Coût de la mesure : perte de recettes sécurité sociale et impôts
En partant de l’hypothèse que les entreprises paient un taux de 24,92 % de cotisations patronales (le taux normal) sur le salaire brut et que les travailleurs paient 13,07 % de cotisations personelles (le taux normal), la perte pour la sécurité sociale engendrée par la réforme s’élèvera à 18 millions €. Si l’on émet l’hypothèse que les primes de nuit versées aux travailleurs sont soumises à 40 % d’impôts des personnes physiques et que les entreprises paieront le taux maximal de 25 % d’impôts des sociétés sur les gains issus de la baisse des primes de nuit, l’État verra ses recettes diminuées de 1,7 million €. Au total, la diminution des primes de nuit entraînera à terme un manque à gagner de 19,9 millions € pour la collectivité.
Les travailleurs verront leurs primes de nuit diminuer de 47,9 millions € brut. Comme ils devaient payer des cotisations et des impôts sur les primes, leur revenu net diminuera en fait de 25 millions €.
Les entreprises économiseront une somme de 59,8 millions € annuellement lorsque la réforme aura produit l’ensemble de ses effets. Dans le cas où cet argent est encaissé comme un bénéfice, il sera imposé et le gain net des entreprises s’élèvera à 44,9 millions €.
Conclusion
Notons que les taux réels de cotisations et d’impôts payés varient d’une entreprise et d’un particulier à l’autre. Il s’agit donc d’une estimation sur la base des taux les plus probables. Ensuite, notons également qu’il s’agit d’une sous-estimation. L’impact de la baisse des primes de nuit sur les 140 000 travailleurs du soir n’est en effet pas inclus dans ces montants, et les travailleurs de nuit ont été considérés comme étant tous au salaire minimum. L’impact réel de la réforme sera donc certainement plus conséquent, 44,9 millions € constituant un minimum.

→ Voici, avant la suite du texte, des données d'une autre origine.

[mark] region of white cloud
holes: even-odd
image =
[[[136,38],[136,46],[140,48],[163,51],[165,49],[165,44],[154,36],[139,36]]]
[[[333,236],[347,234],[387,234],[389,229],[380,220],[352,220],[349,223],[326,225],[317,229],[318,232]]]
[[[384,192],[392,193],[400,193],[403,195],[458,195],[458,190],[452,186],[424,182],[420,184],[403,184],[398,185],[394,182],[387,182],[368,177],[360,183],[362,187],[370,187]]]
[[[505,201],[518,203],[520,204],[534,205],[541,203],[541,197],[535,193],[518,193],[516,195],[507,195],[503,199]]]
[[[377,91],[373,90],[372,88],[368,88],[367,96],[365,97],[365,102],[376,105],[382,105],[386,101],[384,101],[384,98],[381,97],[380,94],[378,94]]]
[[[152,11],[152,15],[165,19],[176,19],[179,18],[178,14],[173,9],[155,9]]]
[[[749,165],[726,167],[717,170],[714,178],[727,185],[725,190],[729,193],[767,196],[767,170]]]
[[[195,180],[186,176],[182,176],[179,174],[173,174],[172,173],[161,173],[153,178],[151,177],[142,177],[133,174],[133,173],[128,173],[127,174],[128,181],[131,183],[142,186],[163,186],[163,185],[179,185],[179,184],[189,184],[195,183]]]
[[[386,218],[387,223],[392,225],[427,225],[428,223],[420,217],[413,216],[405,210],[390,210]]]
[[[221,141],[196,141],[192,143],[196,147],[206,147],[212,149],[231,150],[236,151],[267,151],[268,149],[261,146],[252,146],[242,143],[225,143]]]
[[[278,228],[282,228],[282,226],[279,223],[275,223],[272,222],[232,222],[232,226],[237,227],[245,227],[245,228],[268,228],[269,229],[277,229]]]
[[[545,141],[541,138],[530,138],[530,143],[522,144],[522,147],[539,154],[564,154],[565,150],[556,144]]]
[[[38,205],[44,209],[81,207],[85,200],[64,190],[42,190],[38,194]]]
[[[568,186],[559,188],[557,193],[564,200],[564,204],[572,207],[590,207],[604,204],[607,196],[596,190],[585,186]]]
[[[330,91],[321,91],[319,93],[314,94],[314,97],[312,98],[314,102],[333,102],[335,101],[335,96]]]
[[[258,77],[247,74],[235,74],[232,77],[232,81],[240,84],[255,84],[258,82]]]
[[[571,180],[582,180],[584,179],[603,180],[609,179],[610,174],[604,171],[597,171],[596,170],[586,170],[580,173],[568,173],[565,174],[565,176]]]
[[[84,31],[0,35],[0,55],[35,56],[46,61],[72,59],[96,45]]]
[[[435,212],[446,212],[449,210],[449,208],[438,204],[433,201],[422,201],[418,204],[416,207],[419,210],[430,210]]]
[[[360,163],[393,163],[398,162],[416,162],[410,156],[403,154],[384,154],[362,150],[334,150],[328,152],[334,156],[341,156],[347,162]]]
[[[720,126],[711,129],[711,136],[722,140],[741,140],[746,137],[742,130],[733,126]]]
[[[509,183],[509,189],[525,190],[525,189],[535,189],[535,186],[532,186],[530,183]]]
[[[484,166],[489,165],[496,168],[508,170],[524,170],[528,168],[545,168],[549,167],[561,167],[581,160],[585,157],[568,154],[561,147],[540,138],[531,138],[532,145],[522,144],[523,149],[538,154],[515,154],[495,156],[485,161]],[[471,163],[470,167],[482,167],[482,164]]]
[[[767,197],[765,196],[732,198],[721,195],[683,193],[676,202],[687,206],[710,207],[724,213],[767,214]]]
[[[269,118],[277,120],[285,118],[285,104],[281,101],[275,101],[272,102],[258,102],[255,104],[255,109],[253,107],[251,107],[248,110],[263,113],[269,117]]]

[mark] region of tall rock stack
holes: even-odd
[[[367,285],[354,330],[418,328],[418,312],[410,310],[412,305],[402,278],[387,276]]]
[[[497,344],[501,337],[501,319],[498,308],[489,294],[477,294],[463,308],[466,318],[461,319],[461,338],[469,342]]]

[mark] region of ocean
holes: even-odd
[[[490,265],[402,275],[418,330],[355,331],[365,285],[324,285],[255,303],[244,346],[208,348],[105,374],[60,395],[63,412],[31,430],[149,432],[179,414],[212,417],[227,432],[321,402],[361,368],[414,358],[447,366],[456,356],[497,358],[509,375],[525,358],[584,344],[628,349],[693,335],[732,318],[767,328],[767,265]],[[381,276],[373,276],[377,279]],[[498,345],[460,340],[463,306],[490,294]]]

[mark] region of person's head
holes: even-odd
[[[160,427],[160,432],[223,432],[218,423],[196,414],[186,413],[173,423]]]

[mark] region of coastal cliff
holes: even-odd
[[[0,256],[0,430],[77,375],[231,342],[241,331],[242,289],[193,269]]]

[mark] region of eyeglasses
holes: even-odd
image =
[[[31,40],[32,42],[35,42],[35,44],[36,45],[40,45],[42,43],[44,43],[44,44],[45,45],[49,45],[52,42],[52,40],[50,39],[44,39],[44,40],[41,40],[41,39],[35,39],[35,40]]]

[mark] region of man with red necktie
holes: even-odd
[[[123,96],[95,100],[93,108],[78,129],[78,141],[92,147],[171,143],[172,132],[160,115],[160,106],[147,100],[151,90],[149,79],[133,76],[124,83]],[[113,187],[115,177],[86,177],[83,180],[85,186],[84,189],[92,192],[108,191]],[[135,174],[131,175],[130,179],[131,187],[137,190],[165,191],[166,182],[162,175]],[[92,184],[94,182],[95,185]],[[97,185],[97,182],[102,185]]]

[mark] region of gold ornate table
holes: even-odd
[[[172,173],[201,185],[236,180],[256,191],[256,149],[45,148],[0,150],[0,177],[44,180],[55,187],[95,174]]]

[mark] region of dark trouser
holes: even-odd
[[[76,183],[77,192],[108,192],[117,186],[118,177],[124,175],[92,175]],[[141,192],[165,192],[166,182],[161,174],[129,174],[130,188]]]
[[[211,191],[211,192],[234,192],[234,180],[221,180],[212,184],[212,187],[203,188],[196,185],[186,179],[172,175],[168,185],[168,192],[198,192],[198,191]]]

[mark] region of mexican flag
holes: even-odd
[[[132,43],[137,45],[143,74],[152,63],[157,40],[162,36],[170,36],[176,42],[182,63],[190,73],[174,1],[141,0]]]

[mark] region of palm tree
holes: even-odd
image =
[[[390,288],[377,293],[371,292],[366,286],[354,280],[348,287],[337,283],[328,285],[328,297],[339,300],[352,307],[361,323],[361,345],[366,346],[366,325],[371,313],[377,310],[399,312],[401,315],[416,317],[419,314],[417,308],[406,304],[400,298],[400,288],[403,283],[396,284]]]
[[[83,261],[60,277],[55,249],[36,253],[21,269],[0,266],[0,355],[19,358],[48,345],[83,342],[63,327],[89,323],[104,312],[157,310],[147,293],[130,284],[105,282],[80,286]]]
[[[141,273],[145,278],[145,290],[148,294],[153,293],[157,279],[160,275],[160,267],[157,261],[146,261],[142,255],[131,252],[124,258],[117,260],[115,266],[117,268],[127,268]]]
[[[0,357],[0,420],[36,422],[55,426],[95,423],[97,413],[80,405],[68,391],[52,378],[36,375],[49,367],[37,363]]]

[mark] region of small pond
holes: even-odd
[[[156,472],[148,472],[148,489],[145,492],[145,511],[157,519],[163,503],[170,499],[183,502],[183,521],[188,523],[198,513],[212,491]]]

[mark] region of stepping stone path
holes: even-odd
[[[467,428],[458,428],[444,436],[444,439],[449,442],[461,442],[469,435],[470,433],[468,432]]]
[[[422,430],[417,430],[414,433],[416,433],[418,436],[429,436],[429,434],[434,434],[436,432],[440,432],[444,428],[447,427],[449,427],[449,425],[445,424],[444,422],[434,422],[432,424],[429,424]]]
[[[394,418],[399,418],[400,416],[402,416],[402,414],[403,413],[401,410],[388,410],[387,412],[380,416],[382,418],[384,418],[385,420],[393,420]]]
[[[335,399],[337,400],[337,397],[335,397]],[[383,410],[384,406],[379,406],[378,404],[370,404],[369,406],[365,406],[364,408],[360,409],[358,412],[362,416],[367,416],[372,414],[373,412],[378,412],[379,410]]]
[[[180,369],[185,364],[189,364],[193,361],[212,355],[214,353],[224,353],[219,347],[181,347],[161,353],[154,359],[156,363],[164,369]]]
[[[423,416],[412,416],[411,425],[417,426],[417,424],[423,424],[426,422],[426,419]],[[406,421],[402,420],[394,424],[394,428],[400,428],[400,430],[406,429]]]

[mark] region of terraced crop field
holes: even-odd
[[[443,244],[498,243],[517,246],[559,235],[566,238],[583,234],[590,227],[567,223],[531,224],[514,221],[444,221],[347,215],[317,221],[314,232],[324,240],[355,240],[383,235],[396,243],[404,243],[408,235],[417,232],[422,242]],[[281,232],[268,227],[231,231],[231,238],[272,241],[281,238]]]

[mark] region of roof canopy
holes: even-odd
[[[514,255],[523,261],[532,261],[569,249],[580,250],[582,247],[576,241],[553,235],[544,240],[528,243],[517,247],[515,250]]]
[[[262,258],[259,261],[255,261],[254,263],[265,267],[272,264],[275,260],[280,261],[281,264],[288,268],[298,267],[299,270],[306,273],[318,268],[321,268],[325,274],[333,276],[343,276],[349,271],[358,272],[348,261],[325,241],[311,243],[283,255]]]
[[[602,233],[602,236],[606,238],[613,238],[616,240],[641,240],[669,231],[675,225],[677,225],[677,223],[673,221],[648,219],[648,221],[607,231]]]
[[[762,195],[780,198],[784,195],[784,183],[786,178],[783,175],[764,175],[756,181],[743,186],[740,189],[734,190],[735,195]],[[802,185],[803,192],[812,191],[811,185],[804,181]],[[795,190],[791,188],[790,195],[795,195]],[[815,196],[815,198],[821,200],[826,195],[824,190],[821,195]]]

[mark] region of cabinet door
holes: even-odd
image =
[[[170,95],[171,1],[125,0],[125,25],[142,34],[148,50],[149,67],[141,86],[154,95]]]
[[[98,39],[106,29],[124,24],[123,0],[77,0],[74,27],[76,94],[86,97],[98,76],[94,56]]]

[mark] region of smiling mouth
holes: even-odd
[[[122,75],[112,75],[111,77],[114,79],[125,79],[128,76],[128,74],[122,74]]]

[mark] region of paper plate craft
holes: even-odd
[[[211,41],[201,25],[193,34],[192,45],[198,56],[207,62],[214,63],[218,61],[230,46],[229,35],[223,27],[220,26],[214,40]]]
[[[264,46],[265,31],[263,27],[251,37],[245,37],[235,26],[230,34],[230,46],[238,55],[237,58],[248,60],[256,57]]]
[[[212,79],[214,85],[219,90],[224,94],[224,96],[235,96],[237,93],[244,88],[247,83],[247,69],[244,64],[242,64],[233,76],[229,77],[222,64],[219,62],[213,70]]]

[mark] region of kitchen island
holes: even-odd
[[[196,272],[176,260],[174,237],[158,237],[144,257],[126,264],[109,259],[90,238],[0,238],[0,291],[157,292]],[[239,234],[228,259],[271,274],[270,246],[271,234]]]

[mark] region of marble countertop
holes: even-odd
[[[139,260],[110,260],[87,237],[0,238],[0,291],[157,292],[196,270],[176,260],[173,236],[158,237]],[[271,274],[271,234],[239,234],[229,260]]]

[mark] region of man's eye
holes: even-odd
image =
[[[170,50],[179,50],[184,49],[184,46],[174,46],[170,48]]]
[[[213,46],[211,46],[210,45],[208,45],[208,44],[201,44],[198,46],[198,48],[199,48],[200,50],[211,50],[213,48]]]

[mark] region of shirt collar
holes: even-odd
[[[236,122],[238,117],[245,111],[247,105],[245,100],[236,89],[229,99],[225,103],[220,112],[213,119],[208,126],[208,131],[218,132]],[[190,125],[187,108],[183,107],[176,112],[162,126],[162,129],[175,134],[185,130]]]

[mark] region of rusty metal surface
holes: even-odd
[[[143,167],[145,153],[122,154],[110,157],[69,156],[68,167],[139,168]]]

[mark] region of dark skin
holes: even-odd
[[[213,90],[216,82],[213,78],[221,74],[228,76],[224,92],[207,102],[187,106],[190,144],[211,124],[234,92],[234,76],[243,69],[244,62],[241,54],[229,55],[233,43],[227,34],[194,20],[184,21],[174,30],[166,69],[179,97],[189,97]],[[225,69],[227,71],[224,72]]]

Au final, la réforme des primes de nuit fera perdre 25 millions € aux travailleurs de nuit, mais aussi près de 20 millions € au contribuable. Si l’objectif est de développer l’e-commerce, cet argent est-il correctement utilisé ? La majorité des transferts financiers – au bénéfice des entreprises – aura lieu dans le commerce alimentaire, secteur dans lequel la concurrence en matière d’e-commerce avec les pays voisins est presque nulle. Avec des sommes aussi importantes, il serait possible de mener une politique ciblée sur l’e-commerce. Cela coûterait moins cher et éviterait de réduire la rémunération de celles et ceux qui effectuent l’un des emplois les plus difficiles aujourd’hui.
NOTE
[1] Hypothèses de travail : 1) l’ensemble des travailleurs de nuit est au salaire minimum sectoriel ; 2) les primes de nuit sont au minimum sectoriel ; 3) les employés et cadres présents la nuit dans les dépôts sont assimilés aux salaires des ouvriers de ces dépôts (il est impossible de les distinguer dans les données) ; 4) un travailleur de nuit occasionnel est compté comme travaillant une nuit par semaine et un travailleur régulier comme travaillant toujours la nuit ; 5) chaque travailleur est considéré comme travaillant à temps plein ; 6) chaque travailleur est considéré comme faisant partie de la CP 119.01, de la CP140.03 (roulant) ou de la CP140.03 (non roulant), chacun avec leurs barèmes spécifiques.